J Hepatol 2015 Aug 12;63(2):399-407. Epub 2015 Mar 12.

Thomas E. Starzl Transplantation Institute, University of Pittsburgh Medical Center, PA 15260, USA; The Department of Pathology, Division of Liver and Transplantation Pathology, University of Pittsburgh Medical Center, PA 15260, USA. Electronic address:

Background & Aims: Breast tumor kinase (BRK) augments proliferation and promotes cell survival in breast cancers via interactions with SH2 and SH3 ligand-containing proteins, such as receptor tyrosine kinases (RTK; e.g. EGFR, ErbB2/neu). Since RTK contribute to cholangiocarcinoma (CC) evolution we probed BRK protein expression and function in normal and CC livers.

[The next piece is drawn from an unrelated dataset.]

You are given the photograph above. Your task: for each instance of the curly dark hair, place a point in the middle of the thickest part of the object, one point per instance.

Methods: Immunohistochemical staining of normal livers and CC (n=93) in a tissue microarray and three CC and an immortalized human cholangiocyte cell lines (real-time PCR, Western blotting, siRNA) were used to study the functional relationships between BRK, EGFR, ErbB2, SAM68, and SPRR2a.

Results: BRK protein was expressed in normal human intrahepatic bile ducts; all CC cell lines and a majority of CC showed strong BRK protein expression. Multiplex immunostaining/tissue cytometry and immunoprecipitation studies showed: 1) BRK co-localized with EGFR and ErbB2/neu; 2) BRK(high)/EGFR(high)-co-expressing CC cells had significantly higher Ki67 labeling and; 3) stronger BRK protein expression was seen in perihilar and distal CC than intrahepatic CC and directly correlated with CC differentiation. In cell lines, BRK expression augmented proliferation in response to exogenous EGF, whereas BRK siRNA significantly reduced growth. The SH3 ligand-containing, SPRR2A activated pTyr342 BRK, which in turn, phosphorylated SAM68, causing nuclear localization and increased cell proliferation similar to observations in breast cancers.

Conclusion: BRK expression in a majority of CC can interact with RTK, augmenting growth and interfering with proliferation inhibitors (SAM68). Therapeutically targeting BRK function (in addition to RTK) should be of benefit for CC treatment.